The UAE government has made changes to the Commercial Companies Law as part of efforts to improve competitiveness and provide a flexible and robust legal environment.
It has issued a federal decree-law that has introduced the concept of a non-profit company, which reinvests its net profits in achieving its stated objective without distributing them to partners or shareholders, the Government Media Office said on Tuesday.
“This further enables social and developmental sectors to operate within a flexible and transparent institutional framework,” it said in a statement.
The regulation also provides advanced capital structure options through multiple categories of shares and stakes. These cover rights such as voting, profit distribution, priority of redemption and liquidation, as defined in the articles of incorporation or bylaws.
“This represents a significant step forward in corporate governance and supports private capital investment,” the statement said.
Another amendment regulates delocalisation of UAE companies – overseeing registration changes between the seven emirates and financial free zones, while maintaining legal status.
“It establishes clear requirements and procedures for the process, which enhances the free movement of businesses, expands the scope of economic activities within the UAE, reduces commercial disputes, and protects the rights of minority shareholders,” the statement said.
It also permits private joint-stock companies to offer their securities for private subscription on a national financial market. This opens a new financing option for companies without requiring them to convert into public joint-stock firms.
The legislation also approves a “range of modern contractual mechanisms for managing shares and stocks, including tag-along and drag-along transactions, as well as regulating procedures for disposition in the event of the death of a partner or shareholder, thus strengthening the stability and continuity of companies”.
Tag-along protects minority investors by letting them sell on the same terms as majority shareholders, while drag-along lets majority owners force minorities to join a sale on identical terms.
It also set out standards for valuing in-kind shares, and accrediting appraisers.

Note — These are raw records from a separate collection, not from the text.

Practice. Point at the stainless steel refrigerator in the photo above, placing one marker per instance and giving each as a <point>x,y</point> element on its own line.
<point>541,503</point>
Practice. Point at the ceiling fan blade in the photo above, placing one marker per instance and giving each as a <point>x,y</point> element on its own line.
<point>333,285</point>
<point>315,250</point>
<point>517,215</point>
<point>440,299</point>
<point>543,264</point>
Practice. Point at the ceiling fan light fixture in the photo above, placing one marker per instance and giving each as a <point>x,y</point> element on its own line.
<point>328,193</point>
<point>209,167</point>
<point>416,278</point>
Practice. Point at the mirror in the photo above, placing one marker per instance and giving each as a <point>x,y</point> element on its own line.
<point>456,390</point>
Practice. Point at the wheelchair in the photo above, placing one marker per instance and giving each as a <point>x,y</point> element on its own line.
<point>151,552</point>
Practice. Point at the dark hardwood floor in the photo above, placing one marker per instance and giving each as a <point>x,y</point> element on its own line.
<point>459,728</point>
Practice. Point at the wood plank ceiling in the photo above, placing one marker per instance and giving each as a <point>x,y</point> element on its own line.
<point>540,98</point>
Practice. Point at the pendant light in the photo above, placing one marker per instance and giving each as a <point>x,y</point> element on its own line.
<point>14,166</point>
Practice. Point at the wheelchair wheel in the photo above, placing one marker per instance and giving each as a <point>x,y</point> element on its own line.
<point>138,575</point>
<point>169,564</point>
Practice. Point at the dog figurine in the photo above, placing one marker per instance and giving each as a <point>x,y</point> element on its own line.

The UAE's Commercial Companies Law, issued in 2021, allowed for the full foreign ownership of onshore companies, removing the requirement for a major local shareholder. The legislation was part of efforts to boost the country's competitiveness to attract businesses and foreign investment.
The country granted nearly 40,000 commercial licences in key tourism-related industries from the start of 2025 until mid-September, reflecting the country's continued economic momentum, Economy Minister Abdulla bin Touq said this year.
The 39,546 licences amounted to a nearly four-fold increase from the same period in 2020, Mr Bin Touq said. They were in tourism and digital tourism, hospitality, aviation, air transport and aviation technology.
The UAE ranked 10th globally for inbound foreign direct investment last year, with Dh167.6 billion ($45.6 billion) in FDI inflows, according to the United Nations Conference on Trade and Development.
The amount marks a 48 per cent annual growth, with the UAE accounting for 37 per cent of all FDI inflows into the region. The country also ranked second globally, after the US, in the number of newly announced foreign direct investment projects. The country aims to increase FDI to Dh1.3 trillion by 2031.
To boost FDI, the UAE has also unveiled other initiatives such as reduced visa restrictions and incentives for small and medium enterprises.
It also unveiled the NextGen FDI programme, which seeks to speed up licensing, increase the issuance of bulk or golden visas, improve banking services and provide commercial and residential lease incentives for technology companies seeking to relocate to the country.
The UAE's signing of Comprehensive Economic Partnership Agreements with its trade partners has also supported the inflow of investments. Launched in 2021, Cepa deals reduce tariffs and remove trade bottlenecks and boost bilateral investment in priority areas.